Hi there, I have two question: 1 - Why did you choose Markdown? It seems an odd ...

amasad · on May 3, 2023

1- We trained on languages that are most popular on Replit. Markdown is important because you need some amount of natural language in the data, and it will act as a sort of "natural language label" for code.

2- I like how portable it is being a single small model doing a lot of languages. Single code models are an approach that models like Salesforce/Codegen did that, but I believe we beat (or get very close) to their mono models on benchmarks.

fuzzythinker · on May 3, 2023

Have you thought of finding or creating something like this [0]?

I created this as the basis for my origami folding descriptive language. I tried to find something similar, requirements being both well structured and English-like but couldn't find any, so I created it.

The origami folding app will hopefully be out in 2 weeks, so you can see how it's used.

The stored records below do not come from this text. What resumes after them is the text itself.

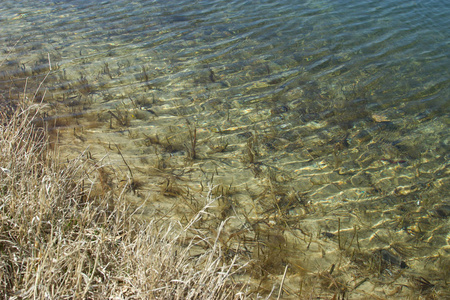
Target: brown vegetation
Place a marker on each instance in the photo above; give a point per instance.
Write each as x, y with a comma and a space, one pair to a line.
65, 232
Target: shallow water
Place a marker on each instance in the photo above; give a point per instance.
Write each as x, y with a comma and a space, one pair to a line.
324, 123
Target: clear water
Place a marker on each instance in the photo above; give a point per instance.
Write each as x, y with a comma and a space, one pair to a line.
323, 123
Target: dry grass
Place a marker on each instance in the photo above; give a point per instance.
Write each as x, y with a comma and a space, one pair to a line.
62, 239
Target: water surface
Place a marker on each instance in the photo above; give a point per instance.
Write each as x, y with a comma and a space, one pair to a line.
324, 125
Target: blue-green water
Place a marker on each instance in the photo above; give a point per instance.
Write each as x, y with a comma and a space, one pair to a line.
318, 118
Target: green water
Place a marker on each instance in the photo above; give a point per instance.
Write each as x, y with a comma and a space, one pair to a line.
322, 124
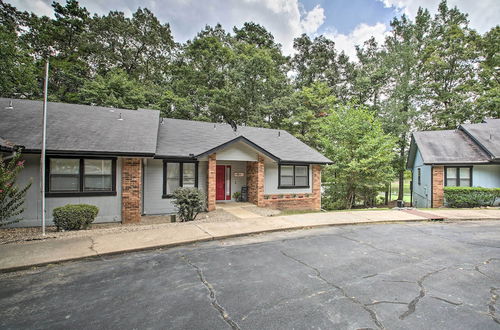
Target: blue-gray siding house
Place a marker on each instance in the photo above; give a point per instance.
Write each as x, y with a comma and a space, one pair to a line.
467, 156
128, 162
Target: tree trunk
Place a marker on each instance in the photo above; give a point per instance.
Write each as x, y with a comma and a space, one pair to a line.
401, 168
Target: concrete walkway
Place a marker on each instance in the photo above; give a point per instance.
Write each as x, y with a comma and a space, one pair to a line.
19, 256
239, 210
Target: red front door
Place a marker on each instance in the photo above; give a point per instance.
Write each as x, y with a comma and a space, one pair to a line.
220, 182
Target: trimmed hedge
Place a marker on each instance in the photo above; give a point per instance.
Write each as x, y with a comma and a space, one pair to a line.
74, 216
189, 202
470, 196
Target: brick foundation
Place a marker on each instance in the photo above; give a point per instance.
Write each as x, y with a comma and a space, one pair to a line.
437, 186
310, 201
212, 162
131, 190
255, 181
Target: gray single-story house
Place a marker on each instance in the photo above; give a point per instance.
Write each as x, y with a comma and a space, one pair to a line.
468, 156
128, 162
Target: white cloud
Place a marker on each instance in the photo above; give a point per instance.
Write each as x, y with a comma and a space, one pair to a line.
313, 20
483, 14
361, 33
285, 19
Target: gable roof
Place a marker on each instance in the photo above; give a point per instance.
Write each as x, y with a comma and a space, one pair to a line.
486, 135
83, 129
73, 128
469, 144
179, 138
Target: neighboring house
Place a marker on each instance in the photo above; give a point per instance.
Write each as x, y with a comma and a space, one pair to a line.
129, 162
467, 157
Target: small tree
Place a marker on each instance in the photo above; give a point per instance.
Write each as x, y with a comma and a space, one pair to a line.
362, 155
189, 202
12, 197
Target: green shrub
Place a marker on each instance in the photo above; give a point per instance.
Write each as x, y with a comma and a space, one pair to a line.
74, 216
470, 196
237, 196
189, 202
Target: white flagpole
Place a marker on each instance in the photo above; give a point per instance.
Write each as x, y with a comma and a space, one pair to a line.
44, 138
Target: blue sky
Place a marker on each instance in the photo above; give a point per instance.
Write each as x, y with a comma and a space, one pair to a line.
344, 16
347, 22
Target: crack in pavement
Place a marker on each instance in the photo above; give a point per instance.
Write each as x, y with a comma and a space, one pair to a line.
376, 247
283, 301
386, 302
491, 305
476, 267
212, 294
372, 313
413, 304
447, 301
450, 239
92, 245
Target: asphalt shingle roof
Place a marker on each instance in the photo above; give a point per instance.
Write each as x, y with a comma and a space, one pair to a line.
487, 135
185, 138
6, 145
448, 147
79, 128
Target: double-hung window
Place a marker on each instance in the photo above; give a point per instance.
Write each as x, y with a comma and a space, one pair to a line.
80, 176
179, 174
293, 176
458, 176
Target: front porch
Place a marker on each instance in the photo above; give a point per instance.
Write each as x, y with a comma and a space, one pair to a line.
227, 176
259, 174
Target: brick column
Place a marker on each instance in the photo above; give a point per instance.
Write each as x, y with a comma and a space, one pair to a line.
131, 190
255, 181
212, 162
437, 186
316, 187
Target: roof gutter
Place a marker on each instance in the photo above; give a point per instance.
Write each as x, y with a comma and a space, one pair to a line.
93, 153
463, 129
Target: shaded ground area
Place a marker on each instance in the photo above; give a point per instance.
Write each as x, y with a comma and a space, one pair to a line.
396, 276
29, 234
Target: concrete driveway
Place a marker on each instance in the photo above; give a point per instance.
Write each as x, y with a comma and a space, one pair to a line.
394, 276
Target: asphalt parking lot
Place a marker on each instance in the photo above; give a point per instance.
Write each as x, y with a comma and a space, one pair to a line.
391, 276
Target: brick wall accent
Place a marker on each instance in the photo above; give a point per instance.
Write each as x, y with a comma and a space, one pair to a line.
255, 181
298, 201
131, 190
437, 186
212, 162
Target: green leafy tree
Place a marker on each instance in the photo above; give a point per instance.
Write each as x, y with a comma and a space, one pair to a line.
318, 61
115, 89
404, 59
140, 45
361, 153
488, 103
308, 107
451, 69
12, 197
17, 67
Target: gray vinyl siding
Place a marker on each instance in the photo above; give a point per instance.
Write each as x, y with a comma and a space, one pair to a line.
109, 206
421, 193
271, 181
153, 187
487, 176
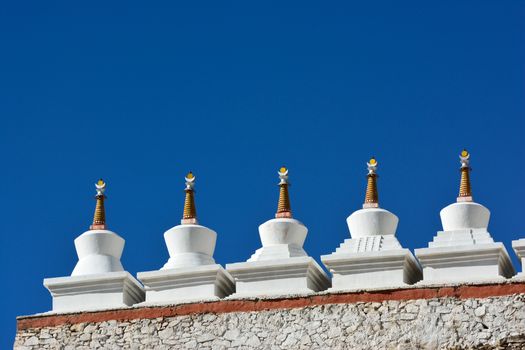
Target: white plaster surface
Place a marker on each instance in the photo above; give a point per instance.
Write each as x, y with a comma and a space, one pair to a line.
283, 276
94, 291
438, 323
464, 250
375, 269
373, 257
464, 215
98, 251
189, 245
281, 265
519, 249
190, 283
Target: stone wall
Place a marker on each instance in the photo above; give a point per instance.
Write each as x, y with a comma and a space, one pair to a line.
439, 318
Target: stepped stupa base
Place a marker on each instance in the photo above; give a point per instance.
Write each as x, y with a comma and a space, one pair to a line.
97, 291
375, 269
296, 275
187, 283
474, 262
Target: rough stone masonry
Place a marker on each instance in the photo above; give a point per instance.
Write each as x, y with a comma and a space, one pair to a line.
439, 318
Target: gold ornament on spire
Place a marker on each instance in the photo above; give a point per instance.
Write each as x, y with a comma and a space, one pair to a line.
190, 213
371, 197
283, 207
465, 191
99, 219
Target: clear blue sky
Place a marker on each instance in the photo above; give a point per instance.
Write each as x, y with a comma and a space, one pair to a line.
140, 94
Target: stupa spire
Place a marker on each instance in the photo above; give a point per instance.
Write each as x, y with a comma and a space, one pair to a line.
283, 206
465, 191
190, 213
371, 196
99, 219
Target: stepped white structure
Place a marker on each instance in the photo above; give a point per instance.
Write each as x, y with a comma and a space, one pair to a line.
98, 279
519, 249
464, 251
191, 272
281, 266
372, 257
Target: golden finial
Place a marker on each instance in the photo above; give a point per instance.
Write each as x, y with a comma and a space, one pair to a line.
371, 197
465, 192
99, 219
190, 213
283, 207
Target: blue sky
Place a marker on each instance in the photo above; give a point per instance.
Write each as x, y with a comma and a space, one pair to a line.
140, 95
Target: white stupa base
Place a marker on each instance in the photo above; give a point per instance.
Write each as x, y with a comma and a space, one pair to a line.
519, 249
189, 245
182, 260
372, 269
295, 275
464, 263
95, 291
277, 252
188, 283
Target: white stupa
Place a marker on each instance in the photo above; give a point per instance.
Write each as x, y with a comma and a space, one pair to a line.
464, 250
373, 257
98, 280
191, 272
519, 249
281, 266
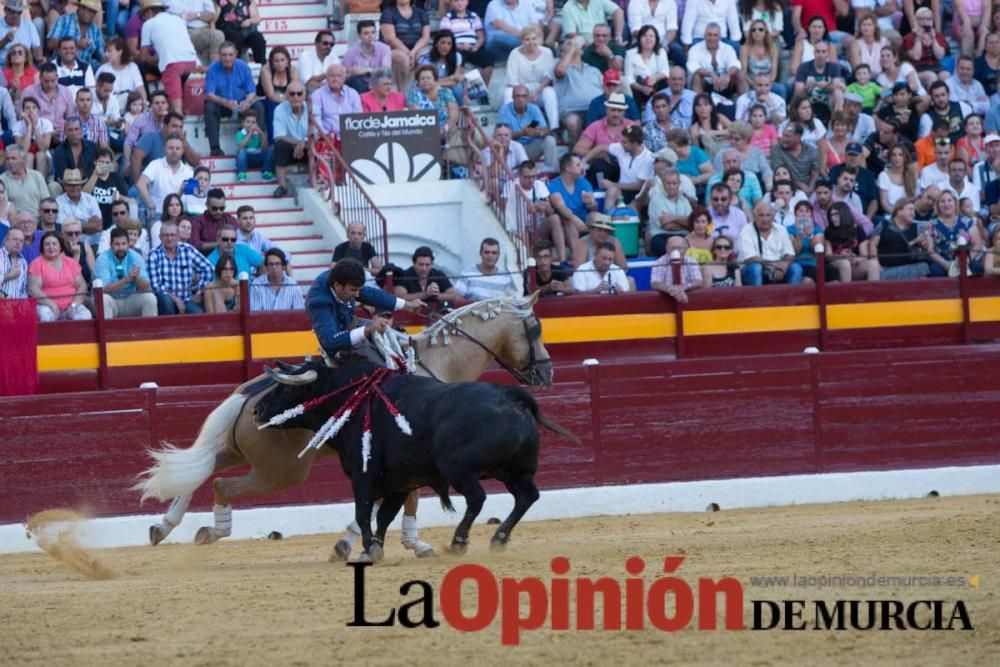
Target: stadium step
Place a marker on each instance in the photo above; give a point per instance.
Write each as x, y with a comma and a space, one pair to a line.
291, 9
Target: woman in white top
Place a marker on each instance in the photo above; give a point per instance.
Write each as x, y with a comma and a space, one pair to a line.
867, 48
532, 65
771, 12
127, 75
661, 14
646, 66
893, 72
699, 13
897, 180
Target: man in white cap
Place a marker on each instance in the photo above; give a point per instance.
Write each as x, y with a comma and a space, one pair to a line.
963, 88
82, 28
714, 65
15, 30
987, 171
864, 124
167, 35
599, 135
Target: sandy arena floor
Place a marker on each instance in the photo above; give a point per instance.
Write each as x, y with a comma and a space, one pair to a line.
282, 603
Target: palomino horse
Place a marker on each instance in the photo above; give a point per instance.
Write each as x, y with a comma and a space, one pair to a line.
458, 347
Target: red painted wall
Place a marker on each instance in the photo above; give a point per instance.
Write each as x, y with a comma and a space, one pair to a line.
671, 421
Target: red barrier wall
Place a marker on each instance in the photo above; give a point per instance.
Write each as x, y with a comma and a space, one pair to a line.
670, 421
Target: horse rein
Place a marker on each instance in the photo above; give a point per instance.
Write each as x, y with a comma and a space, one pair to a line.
526, 376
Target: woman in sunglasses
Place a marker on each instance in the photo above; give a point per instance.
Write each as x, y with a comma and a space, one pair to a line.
722, 271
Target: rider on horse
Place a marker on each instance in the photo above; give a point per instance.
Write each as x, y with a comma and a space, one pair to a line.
331, 304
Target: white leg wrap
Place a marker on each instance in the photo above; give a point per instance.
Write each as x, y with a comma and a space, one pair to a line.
409, 535
176, 512
223, 518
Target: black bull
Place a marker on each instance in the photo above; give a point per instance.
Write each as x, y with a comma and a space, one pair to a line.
462, 432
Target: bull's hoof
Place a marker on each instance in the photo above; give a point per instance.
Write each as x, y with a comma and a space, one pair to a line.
208, 535
421, 549
157, 533
341, 550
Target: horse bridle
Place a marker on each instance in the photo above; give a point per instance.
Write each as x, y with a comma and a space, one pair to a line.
526, 375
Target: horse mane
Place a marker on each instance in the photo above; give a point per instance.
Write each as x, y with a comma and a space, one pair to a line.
518, 306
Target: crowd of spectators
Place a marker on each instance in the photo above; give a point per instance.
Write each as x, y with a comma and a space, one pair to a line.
742, 133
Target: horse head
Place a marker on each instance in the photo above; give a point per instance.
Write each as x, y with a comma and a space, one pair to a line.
461, 345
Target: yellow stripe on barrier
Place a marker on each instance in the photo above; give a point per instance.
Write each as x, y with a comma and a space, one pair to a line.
894, 314
750, 320
67, 357
284, 344
175, 351
608, 327
984, 309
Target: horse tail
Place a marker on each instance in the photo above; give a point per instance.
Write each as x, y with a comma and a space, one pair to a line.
522, 396
179, 472
442, 491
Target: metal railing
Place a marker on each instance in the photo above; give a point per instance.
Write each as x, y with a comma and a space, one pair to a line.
333, 178
500, 186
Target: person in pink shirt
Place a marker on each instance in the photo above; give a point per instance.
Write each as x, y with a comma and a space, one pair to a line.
382, 97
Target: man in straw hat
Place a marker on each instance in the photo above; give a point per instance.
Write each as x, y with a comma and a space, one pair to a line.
15, 30
167, 35
599, 228
80, 205
82, 28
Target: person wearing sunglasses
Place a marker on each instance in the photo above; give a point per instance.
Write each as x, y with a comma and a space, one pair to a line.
291, 130
248, 260
722, 271
314, 62
205, 228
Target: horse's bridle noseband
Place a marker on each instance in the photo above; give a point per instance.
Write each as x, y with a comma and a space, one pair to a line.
528, 375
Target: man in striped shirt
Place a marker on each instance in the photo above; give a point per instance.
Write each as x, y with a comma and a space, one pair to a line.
275, 290
13, 268
172, 267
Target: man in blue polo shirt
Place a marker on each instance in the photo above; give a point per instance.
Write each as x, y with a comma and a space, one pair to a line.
229, 91
527, 122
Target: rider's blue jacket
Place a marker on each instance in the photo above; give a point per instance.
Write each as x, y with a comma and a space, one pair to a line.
332, 319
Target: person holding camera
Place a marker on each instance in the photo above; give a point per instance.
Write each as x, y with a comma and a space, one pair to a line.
126, 283
926, 47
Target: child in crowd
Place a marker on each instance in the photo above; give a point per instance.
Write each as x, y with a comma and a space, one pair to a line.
764, 134
134, 107
252, 149
865, 87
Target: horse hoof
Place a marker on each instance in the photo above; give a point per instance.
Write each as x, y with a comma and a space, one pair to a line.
341, 551
421, 549
206, 535
157, 533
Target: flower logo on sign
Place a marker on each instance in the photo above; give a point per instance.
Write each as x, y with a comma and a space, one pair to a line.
393, 164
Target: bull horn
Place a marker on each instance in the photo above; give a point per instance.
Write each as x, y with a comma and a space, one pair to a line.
283, 378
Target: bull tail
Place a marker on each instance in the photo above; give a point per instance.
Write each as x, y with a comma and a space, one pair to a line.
442, 491
523, 397
179, 472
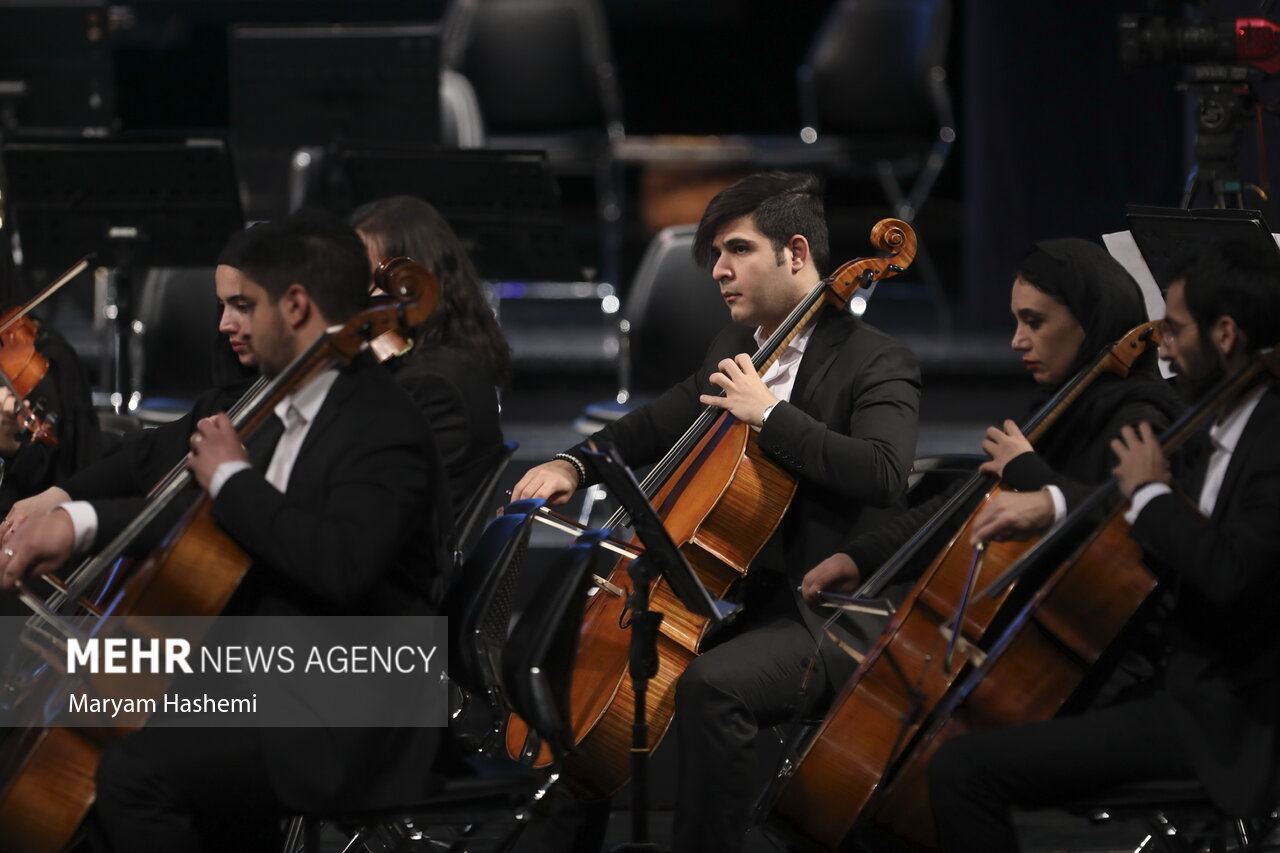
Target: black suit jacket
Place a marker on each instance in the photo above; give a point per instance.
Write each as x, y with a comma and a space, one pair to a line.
1224, 669
848, 434
357, 532
458, 396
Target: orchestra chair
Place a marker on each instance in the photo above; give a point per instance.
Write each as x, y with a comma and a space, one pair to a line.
485, 807
480, 503
1180, 817
671, 313
874, 104
543, 73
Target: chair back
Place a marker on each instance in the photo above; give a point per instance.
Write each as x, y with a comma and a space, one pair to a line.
536, 673
871, 68
672, 313
536, 65
480, 501
479, 602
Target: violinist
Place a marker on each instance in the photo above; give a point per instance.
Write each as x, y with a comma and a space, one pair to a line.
60, 398
1212, 712
1069, 300
837, 410
341, 518
458, 356
145, 456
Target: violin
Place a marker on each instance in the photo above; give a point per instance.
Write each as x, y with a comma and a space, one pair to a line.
22, 366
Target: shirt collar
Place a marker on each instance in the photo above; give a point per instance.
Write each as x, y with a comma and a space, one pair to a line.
798, 343
307, 398
1225, 433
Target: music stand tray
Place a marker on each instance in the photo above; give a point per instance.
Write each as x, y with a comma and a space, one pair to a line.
504, 205
1165, 236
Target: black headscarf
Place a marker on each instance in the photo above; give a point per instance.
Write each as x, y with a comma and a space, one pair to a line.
1107, 302
1097, 291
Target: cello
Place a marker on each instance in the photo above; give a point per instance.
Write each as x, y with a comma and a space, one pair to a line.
913, 664
46, 769
1060, 633
721, 498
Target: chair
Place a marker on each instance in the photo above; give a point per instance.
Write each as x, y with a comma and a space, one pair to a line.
480, 503
670, 318
543, 74
874, 101
487, 808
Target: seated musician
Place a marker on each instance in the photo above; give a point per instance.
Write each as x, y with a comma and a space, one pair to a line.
339, 518
460, 355
1214, 710
63, 401
1069, 300
837, 410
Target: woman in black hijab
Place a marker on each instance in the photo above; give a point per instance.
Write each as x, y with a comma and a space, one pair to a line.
1069, 299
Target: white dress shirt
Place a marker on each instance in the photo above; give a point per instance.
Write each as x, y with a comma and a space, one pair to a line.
1225, 434
296, 411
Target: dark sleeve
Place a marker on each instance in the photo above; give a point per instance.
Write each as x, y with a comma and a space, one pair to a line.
1031, 471
1224, 560
865, 460
338, 541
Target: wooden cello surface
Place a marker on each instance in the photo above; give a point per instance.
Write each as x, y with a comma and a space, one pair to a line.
48, 769
880, 712
721, 500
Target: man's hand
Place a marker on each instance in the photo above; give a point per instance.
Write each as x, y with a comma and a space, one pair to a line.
553, 482
36, 548
213, 443
1013, 515
745, 396
32, 507
9, 423
1141, 459
1001, 446
837, 573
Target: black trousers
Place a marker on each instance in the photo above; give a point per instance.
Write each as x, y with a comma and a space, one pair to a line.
976, 779
760, 676
187, 790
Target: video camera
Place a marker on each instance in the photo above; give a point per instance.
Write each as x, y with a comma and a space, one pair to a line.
1240, 41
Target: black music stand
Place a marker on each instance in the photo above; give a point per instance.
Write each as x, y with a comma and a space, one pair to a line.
146, 203
661, 559
504, 205
327, 86
1165, 236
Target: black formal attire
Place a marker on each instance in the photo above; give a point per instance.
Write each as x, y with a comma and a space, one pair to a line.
457, 393
848, 436
1217, 706
359, 530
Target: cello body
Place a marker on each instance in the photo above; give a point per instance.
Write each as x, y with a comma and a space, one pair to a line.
720, 521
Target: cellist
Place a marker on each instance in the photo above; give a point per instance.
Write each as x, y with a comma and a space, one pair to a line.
1212, 712
837, 410
337, 518
1069, 300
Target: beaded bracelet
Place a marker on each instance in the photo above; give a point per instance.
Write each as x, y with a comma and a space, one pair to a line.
577, 464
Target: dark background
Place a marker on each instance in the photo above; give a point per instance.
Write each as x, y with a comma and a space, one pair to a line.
1055, 138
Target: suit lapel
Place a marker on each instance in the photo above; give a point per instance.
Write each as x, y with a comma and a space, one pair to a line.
819, 354
334, 404
1256, 432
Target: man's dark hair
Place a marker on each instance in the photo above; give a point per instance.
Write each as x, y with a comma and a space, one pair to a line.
1238, 278
315, 250
780, 204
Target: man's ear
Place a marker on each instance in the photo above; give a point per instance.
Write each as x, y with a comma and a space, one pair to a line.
295, 305
800, 254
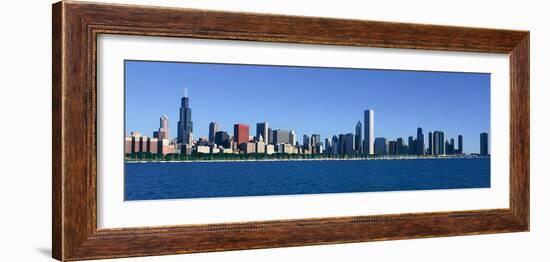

[0] https://github.com/fuzzthink/mation-spec

runnerup · on May 3, 2023

They trained on https://huggingface.co/datasets/bigcode/the-stack-dedup which is a massive curated dataset accumulated from GitHub. Details are here: https://www.bigcode-project.org/docs/about/the-stack/

Many of the most-represented "languages" on GitHub are actually things like JSON, XML, HTML, CSV, text, markdown, YAML, and SVG.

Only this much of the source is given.